The boy’s tragic death prompted Hungary to send thousands of Syrians stranded in Budapest to Germany, where the majority of the refugees wish to settle. In a compassionate gesture worthy of commendation, German Chancellor Angela Merkel has offered to resettle hundreds of thousands of migrants.
Germany should not be expected to shoulder the burden alone. Russia, Syria’s closest ally outside the Middle East, should welcome the Syrians with open arms. So should developed countries like Britain, France, Italy, Holland and Belgium. Saudi Arabia and the Gulf states, which support Syrian rebels fighting to overthrow Assad, are sufficiently wealthy to integrate tens of thousands of migrants.
The United States ought to admit many more Syrians than it has until now. Canada, which has a long and honorable history of welcoming newcomers from Europe, Asia and Africa, should invite the Syrian migrants as well. In line with Liberal Party leader Justin Trudeau’s suggestion, Canada can easily digest 25,000 in the next few months.
Jewish communities in the Diaspora should build bridges to Muslim communities by offering empathy and assistance to the refugees. It would be an investment with a potentially beneficial outcome.
Israel — a nation populated by refugees and forged by the memory of the Holocaust — should accept Syrian refugees, as Israeli opposition leader, Isaac Herzog, has suggested. In particular, Israel should consider admitting a token number of Christians and Druze.
During the late 1970s, Israel accepted some Vietnamese boat people, and in 2000, it offered to absorb soldiers from the disbanded South Lebanon Army. In recent years, however, the Israeli government has tried to prevent African asylum seekers from entering or settling permanently in Israel.

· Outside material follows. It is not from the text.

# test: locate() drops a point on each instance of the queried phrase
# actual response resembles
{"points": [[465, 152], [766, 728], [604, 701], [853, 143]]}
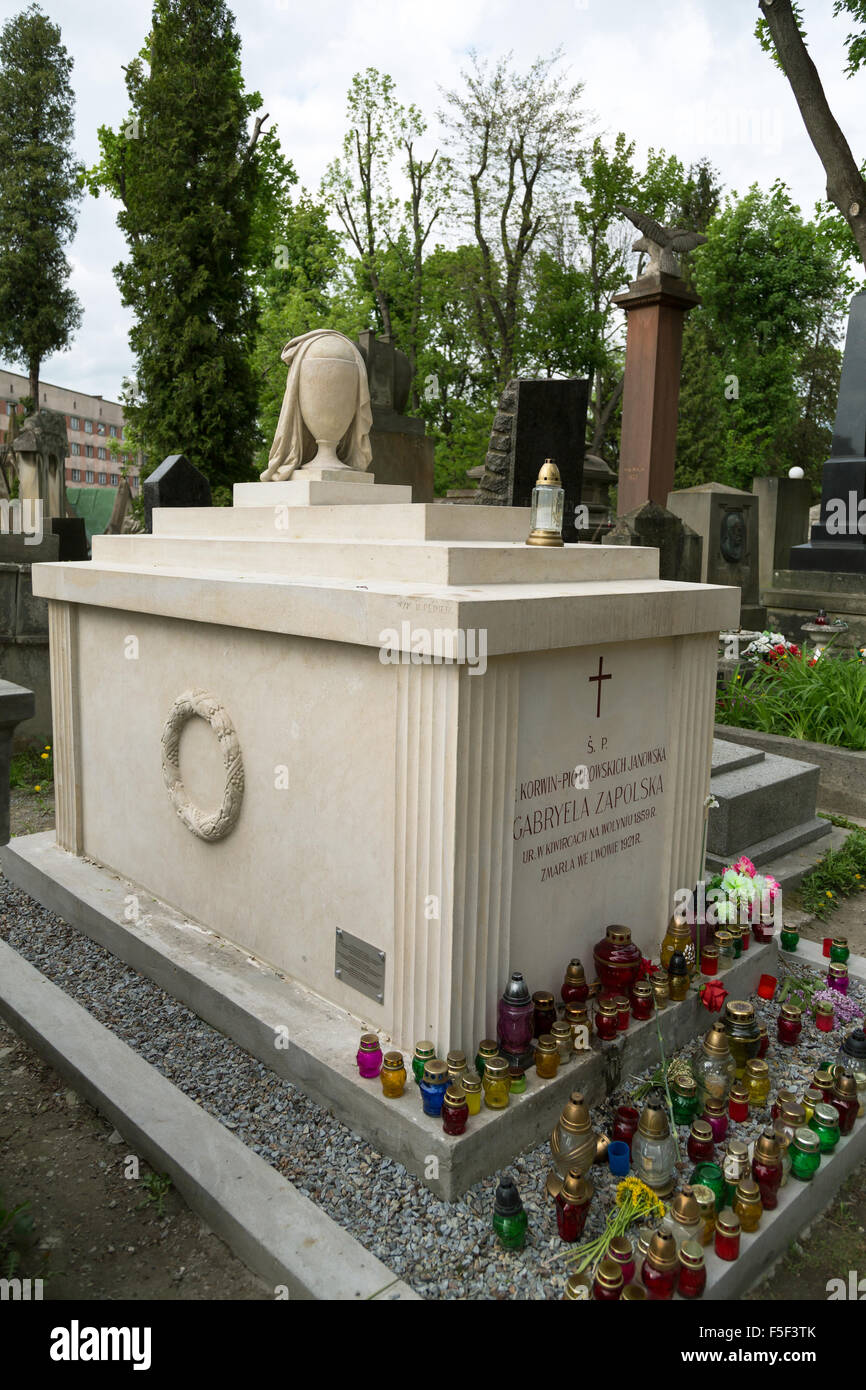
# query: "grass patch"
{"points": [[836, 876], [32, 769], [822, 704]]}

We need to face the plain but politically incorrect truth that it would be unwise for the Israeli government to accept significant numbers of Syrians as refugees. Israel and Syria have been in a state of war since 1948, and virtually every Syrian has been brainwashed to hate Israel and distrust Jews.

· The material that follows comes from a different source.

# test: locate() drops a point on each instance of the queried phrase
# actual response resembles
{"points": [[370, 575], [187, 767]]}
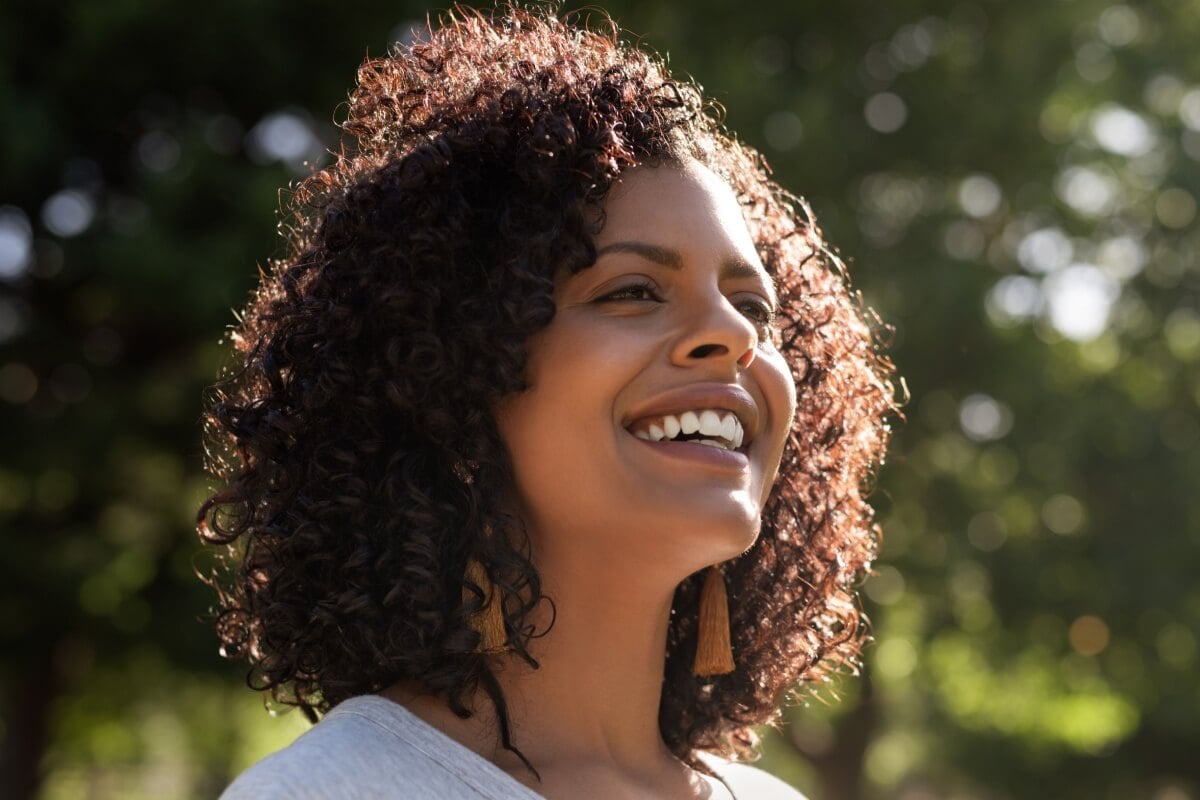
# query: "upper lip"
{"points": [[726, 397]]}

Cognizant of the mental baggage the Syrians carry, Prime Minister Benjamin Netanyahu has rejected the notion of a Syrian refugee inflow into Israel. He added that the Israeli government has already extended humanitarian aid to 1,000 Syrians who’ve crossed the border since 2011.

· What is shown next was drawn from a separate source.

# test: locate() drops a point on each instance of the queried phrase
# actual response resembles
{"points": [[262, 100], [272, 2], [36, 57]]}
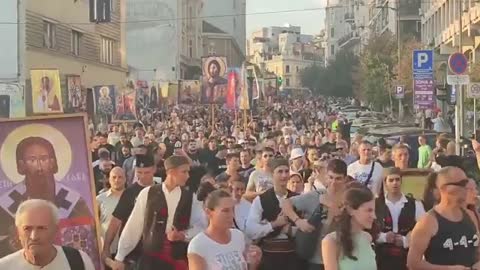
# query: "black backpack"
{"points": [[74, 258], [306, 243]]}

But in explaining his position, Netanyahu was less than frank, claiming that Israel’s absence of “demographic depth” and “geographic breadth” does not allow it to adopt an open-ended attitude toward the refugees.
In truth, Netanyahu omitted a substantial chunk of the story. Israel depends on aliyah to sustain its growth and maintain its vitality as a Jewish state. Israel has thus gladly welcomed Jewish immigrants from the four corners of the world, be they Moroccans, Yemenites, Canadians, Americans, Poles or Russians.
And if 50,000 French Jews suddenly descended on Israel, Netanyahu would not be harping on “demographic depth” or “geographic breadth.” He would be jumping for joy, knowing full well they would be an asset to Israeli society.
Netanyahu would have been wiser had he issued a full explanation of his refugee policy instead of fudging the issue. The migrant crisis calls for candor, not disengenousness.